Augsburger Allgemeine (Land West)
Handys raus, die Schule fängt an!
Bildung Thannhausens Realschule nimmt als einzige Einrichtung im Landkreis Günzburg an einem Pilotprojekt teil. Lehrer erarbeiten mit Eltern und Kindern einen Plan, wie Smartphones privat in Lehranstalten genutzt werden können
Thannhausen Der Unterricht geht los. Die Schüler nehmen als Erstes ihr Handy in die Hand und wischen über die Bildschirme, versunken in die kleinen Geräte in ihren Händen. Ihr Lehrer Michael Debbage-Koller wirkt zufrieden. In seinem Unterricht dürfen Schüler bei bestimmten Stunden ihr Smartphone benutzen. Heute recherchieren die Schüler der Klasse 10 D in der Thannhauser Christoph-von-Schmid-Schule zu Parteien und anderen politischen Organisationsformen. Ihre Erkenntnisse schreiben sie auf ein großes Plakat – wie es Schüler schon vor Jahrzehnten in der Vor-Smartphone-Zeit gemacht haben.
Doch der Unterricht mit Handy ist nicht das, was die Thannhauser Realschule, die auch von Schülern aus dem Raum Fischach besucht wird, besonders macht. Besonders ist, dass Schüler dort bald zu privaten Zwecken ihr Handy nutzen können. Die Christoph-von-SchmidSchule nimmt als einzige Schule im Landkreis Günzburg und als einzige Realschule in ganz Schwaben an einem Versuch des bayerischen Kultusministeriums teil. Dabei testen ausgewählte Schulen, wie sich die private Nutzung von Handys außerhalb des Unterrichts gestalten lässt.
Bisher sind die Regeln dazu strikt: Die bayerische Schulordnung schreibt vor, dass Handys in der Schule ausgeschaltet sein müssen – es sei denn, der Lehrer erlaubt ihre Nutzung für den Unterricht. In Thannhausen soll sich das ändern. Um eine Lösung zu finden, die in der Praxis funktioniert, werden bei dem Projekt alle Seiten beteiligt – sowohl Lehrer, Eltern als auch Schüler. Der Schulleiter der Thannhauser Realschule, Marcus Langguth, treibt die Planung voran. „Bis Ende März 2019 muss die schulische Nutzungsordnung komplett fertig sein“, erklärt er. Diese Regeln gelten dann in Zukunft für die Realschule – selbst dann, wenn das Kultusministerium eine allgemeine Regel für alle Schulen aufstellt, dürfen die Projektschulen ihren erarbeiteten Regelkatalog behalten.

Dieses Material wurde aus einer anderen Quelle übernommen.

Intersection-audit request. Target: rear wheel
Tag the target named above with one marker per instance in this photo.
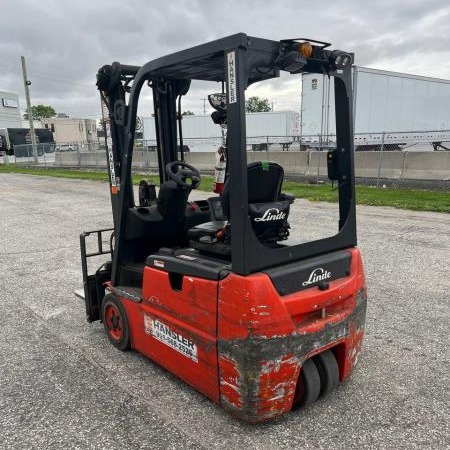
(115, 322)
(308, 385)
(328, 369)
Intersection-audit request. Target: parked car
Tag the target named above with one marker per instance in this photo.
(66, 147)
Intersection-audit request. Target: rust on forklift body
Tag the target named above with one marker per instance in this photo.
(215, 290)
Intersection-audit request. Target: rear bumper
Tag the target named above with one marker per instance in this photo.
(258, 372)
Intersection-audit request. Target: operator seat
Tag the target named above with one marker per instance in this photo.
(268, 210)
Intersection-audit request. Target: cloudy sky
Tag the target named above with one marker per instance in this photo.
(65, 42)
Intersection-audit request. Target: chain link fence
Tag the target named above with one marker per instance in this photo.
(383, 160)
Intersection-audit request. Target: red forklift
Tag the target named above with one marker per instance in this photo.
(216, 291)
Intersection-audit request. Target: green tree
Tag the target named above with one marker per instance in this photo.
(41, 112)
(257, 104)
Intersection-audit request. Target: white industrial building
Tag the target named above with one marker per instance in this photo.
(68, 129)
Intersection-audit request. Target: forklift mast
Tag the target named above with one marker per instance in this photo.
(238, 61)
(215, 290)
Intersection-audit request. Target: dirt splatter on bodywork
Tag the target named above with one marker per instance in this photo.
(260, 355)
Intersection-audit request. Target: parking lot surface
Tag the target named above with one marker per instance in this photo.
(62, 385)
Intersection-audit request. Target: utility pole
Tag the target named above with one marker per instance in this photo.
(26, 84)
(204, 105)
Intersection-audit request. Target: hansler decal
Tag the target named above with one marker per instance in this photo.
(316, 275)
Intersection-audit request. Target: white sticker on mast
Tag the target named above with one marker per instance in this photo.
(108, 139)
(232, 98)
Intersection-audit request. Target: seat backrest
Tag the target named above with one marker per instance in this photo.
(264, 181)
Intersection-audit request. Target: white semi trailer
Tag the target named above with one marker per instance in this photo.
(200, 133)
(395, 109)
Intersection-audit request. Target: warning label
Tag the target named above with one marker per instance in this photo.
(166, 335)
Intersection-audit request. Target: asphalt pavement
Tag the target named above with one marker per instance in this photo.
(63, 386)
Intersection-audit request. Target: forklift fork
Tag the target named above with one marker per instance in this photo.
(93, 284)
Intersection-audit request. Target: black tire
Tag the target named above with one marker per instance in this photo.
(328, 369)
(308, 385)
(115, 321)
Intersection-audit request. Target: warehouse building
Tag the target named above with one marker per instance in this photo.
(68, 129)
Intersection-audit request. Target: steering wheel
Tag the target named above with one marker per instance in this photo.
(180, 172)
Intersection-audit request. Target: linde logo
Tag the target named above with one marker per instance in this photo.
(316, 275)
(271, 214)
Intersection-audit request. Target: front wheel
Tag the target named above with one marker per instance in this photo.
(308, 385)
(115, 321)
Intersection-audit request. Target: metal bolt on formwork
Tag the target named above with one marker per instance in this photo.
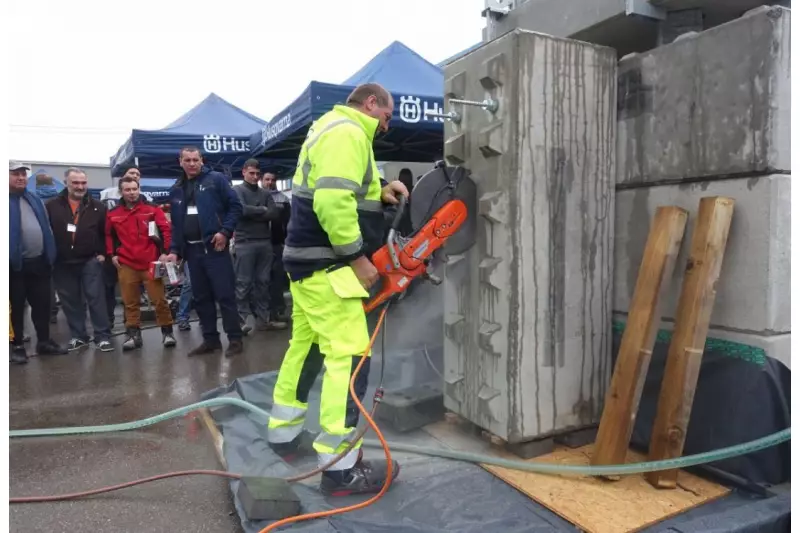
(451, 116)
(488, 104)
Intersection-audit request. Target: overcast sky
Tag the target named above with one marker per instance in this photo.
(97, 69)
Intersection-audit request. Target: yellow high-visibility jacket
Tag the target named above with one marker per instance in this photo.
(337, 213)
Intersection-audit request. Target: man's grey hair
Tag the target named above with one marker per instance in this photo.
(73, 170)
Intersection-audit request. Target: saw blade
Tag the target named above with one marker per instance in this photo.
(436, 188)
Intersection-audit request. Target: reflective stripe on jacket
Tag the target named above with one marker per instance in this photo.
(337, 214)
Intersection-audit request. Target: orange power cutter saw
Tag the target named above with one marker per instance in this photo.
(442, 208)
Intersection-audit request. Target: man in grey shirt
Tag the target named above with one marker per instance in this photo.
(253, 252)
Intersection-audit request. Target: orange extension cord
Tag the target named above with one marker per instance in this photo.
(220, 473)
(374, 426)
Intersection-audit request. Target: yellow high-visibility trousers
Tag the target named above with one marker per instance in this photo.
(328, 327)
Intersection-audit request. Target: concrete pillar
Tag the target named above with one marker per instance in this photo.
(528, 309)
(710, 115)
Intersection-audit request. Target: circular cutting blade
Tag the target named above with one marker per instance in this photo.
(436, 188)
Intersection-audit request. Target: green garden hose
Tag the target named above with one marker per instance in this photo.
(543, 468)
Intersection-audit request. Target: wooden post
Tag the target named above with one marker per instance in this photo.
(644, 317)
(692, 320)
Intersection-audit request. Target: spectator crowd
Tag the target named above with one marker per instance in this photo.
(216, 247)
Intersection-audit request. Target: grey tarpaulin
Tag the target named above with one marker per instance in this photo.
(437, 495)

Die Infrastruktur für kabelloses Internet hat die Schule bereits. WLAN in den Klassenzimmern, gesichert durch einen Jugendschutzfilter. Außerdem können Lehrer nachvollziehen, welche Internetseiten besucht wurden – und bei einem Missbrauch des Schulnetzwerks den verantwortlichen Schüler über die IP-Adresse seines Smartphones ausfindig machen.
Michael Debbage-Koller hält ein gewisses Maß an Kontrolle für notwendig, räumt seinen Schülern aber auch Freiräume ein. Bei Gruppenarbeiten mit dem Handy oder einem Tablet müssen die Schüler nicht geschlossen im Klassenzimmer bleiben, sondern dürfen auch ein paar Zimmer weiter in Ruhe arbeiten. „Bei den Regeln, die wir in den kommenden Monaten aufstellen, wollen wir den Schülern mit Vertrauen entgegenkommen“, sagt er. Denn er ist sich sicher: Wenn die Schüler an den Regeln selbst mitarbeiten können, werden sie sich in Zukunft eher daran halten.“
Auch wenn Debbage-Koller engagiert mit Handy und Tablet unterrichtet, sieht er den Einsatz von Technik differenziert: „Ich hatte in meinem Beruf an anderen Schulen schon oft mit dem Thema Mobbing zu tun. Und die sozialen Medien ha- ben das noch viel schlimmer gemacht.“Durch die Netzwerke verbreiten sich Schmähungen rasend schnell und können kaum mehr eingedämmt werden. „Im schlimmsten Fall kann so etwas regelrecht das Leben eines Schülers zerstören“, sagt er. Darum sei es notwendig, die Schüler zu beaufsichtigen – aber auch, ihnen eine verantwortliche Mediennutzung beizubringen.
In den kommenden Monaten wird sich zeigen, wann und wo Schüler ihr Handy benutzen dürfen. Schulleiter Langguth könne sich vorstellen, dass zum Beispiel Schüler, die noch am Nachmittag in der Schule sind, ihre Handys auch privat nutzen dürfen. Der genaue Plan muss aber noch ausgearbeitet werden – und die Schüler haben dabei ein Wort mitzureden.